国家試験に合格して薬科大学を卒業できた学生さんたちは晴れて薬を扱う資格を得ることができます。その薬を扱える労働内容と作業場所にはいろいろありますが、いずれにしてもそこで活動するにはあとで後悔しないようにある程度の予備知識が必要となります。
薬剤師の資格を得た人の一番多い職場はドラッグストアや調剤薬局などで、これは全体の半数程度を占めています。そこでの仕事の内容は言うまでもなく薬の販売となります。
しかしほとんどのドラッグストアや調剤薬局などでは実際には薬以外にも医薬部外品や薬とは全く関係ないいろんな商品を販売していて、商品の種類は実に多様化しています。全く薬とは関係ない商品では近年は普通の食べ物や飲み物などの食品を売っていることも珍しくなくなりました。
さて一番本業である薬の販売では、既製品の薬と病院の医師から診断された診断書ならぬ処方箋の2つがあります。このうちもっとも知識と経験が求められるのが医師から診断された処方箋に基づく医療用医薬品の調合と販売となります。これら医療用医薬品は単に調合や販売をするだけでなく、患者が他にどんな症状を抱えていて、どんな薬を服用しているかなどの調査も大事な労働内容の1つになります。これらの調査では来店した患者さんに直接質問などをして詳細を聞き出すなどすることで、同じ薬が重複していないか、あるいは消費しきれていない残薬があるかなども該当します。

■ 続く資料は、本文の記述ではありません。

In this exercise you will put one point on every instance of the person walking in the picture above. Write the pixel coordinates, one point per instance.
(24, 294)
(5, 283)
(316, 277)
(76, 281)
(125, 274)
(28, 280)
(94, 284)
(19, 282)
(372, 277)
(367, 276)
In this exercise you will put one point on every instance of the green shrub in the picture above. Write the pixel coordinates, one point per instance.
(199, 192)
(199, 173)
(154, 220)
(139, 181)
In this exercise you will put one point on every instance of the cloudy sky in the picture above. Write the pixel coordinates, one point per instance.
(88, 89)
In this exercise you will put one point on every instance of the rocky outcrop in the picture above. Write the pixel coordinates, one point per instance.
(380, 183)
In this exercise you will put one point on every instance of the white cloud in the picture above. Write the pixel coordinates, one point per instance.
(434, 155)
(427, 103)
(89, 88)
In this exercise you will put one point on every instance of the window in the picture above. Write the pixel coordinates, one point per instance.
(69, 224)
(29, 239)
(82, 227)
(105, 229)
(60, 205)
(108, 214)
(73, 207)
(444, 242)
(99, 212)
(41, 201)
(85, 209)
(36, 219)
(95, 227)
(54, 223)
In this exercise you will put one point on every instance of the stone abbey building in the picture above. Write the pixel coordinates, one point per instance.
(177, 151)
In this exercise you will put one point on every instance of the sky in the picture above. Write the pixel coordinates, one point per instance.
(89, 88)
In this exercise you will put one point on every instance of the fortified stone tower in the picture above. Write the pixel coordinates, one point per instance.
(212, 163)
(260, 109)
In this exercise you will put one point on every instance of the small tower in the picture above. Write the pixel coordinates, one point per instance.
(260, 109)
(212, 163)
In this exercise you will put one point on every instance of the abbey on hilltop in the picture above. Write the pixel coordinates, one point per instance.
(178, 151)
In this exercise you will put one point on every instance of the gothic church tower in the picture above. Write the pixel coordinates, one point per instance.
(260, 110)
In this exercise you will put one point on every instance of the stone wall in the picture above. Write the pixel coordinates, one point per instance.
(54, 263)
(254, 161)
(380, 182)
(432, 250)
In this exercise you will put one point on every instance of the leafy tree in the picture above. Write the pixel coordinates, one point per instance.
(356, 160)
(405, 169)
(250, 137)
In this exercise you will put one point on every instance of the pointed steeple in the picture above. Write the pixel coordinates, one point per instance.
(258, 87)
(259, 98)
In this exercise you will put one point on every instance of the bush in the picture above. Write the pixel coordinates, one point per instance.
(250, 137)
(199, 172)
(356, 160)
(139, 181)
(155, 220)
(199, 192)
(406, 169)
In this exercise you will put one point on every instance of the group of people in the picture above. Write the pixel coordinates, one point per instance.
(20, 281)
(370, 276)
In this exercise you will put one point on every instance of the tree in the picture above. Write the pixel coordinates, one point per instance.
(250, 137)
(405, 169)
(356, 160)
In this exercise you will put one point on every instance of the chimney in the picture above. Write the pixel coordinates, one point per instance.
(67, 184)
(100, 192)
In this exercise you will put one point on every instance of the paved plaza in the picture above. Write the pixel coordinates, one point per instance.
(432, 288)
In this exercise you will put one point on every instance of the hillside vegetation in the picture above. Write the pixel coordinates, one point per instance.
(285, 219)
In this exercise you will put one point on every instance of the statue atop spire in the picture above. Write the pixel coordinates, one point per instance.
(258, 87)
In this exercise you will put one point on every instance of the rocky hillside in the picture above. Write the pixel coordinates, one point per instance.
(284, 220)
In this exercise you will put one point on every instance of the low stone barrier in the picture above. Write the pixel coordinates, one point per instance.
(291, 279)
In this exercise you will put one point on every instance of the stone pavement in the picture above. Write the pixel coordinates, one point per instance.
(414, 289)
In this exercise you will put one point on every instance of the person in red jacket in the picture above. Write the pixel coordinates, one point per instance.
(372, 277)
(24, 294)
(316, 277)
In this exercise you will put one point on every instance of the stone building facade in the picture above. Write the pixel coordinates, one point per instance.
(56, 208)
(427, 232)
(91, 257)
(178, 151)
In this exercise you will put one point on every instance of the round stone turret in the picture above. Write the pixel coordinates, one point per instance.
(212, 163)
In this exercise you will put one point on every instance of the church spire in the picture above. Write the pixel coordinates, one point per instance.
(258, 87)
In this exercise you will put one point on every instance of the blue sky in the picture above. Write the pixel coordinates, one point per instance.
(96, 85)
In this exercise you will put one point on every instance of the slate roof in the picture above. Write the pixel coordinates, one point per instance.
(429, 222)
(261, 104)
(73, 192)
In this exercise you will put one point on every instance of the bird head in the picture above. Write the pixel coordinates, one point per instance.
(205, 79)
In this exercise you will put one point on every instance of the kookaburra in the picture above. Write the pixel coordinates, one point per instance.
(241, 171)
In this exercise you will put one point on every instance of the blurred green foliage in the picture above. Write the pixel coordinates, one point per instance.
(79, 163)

しかし薬剤師の職場はドラッグストアや調剤薬局だけではありません。その次に目立つのは病院勤務のスタッフたちになります。ここでは薬とは関係ない商品や既製品の一般用医薬品などはほとんど扱いませんが、医療用医薬品の調合や販売などを扱います。
しかし病院勤務スタッフは単に医師から診断された処方箋を見て会計窓口でそれらを調合販売するだけではありません。大病院ともなると手術室がありまして、そのエリア内で医師の指示をもとにして手術中に最適な薬を作って医師に出すという作業も行われています。
病院勤務以外で目立たないけど必要不可欠な存在では救急医療隊などもそのうちの1つとなります。彼らは救急搬送されている救急車やドクターヘリなどに同乗したり、災害現場などでも活躍していたりします。
病院やドラッグストア以外で薬の進化を遂げている職場では製薬会社が大きくかかわっています。製薬会社といえば新しい薬の研究開発と製造販売となりまして、研究員が日夜苦労して研究開発をしています。しかし製薬会社ではすべての社員が研究開発担当ではありません。
研究開発担当よりもずっと多いのは営業職でありまして、彼らの労働内容は普通の会社の営業職と似たような感じになります。営業担当では新薬などの商品を病院やドラッグストアや調剤薬局などへ売り込みますが、非常に高度な難しい内容になりますので、相当な勉強会で間違いのないように知識を習得しておかなければなりません。
薬は日進月歩で進化しているので、薬を扱う人たちは資格を得たらそれで生涯安泰ではありません。年に何度かは薬剤師会などの学会に出席するなどして新薬の情報を得るなどする必要もあります。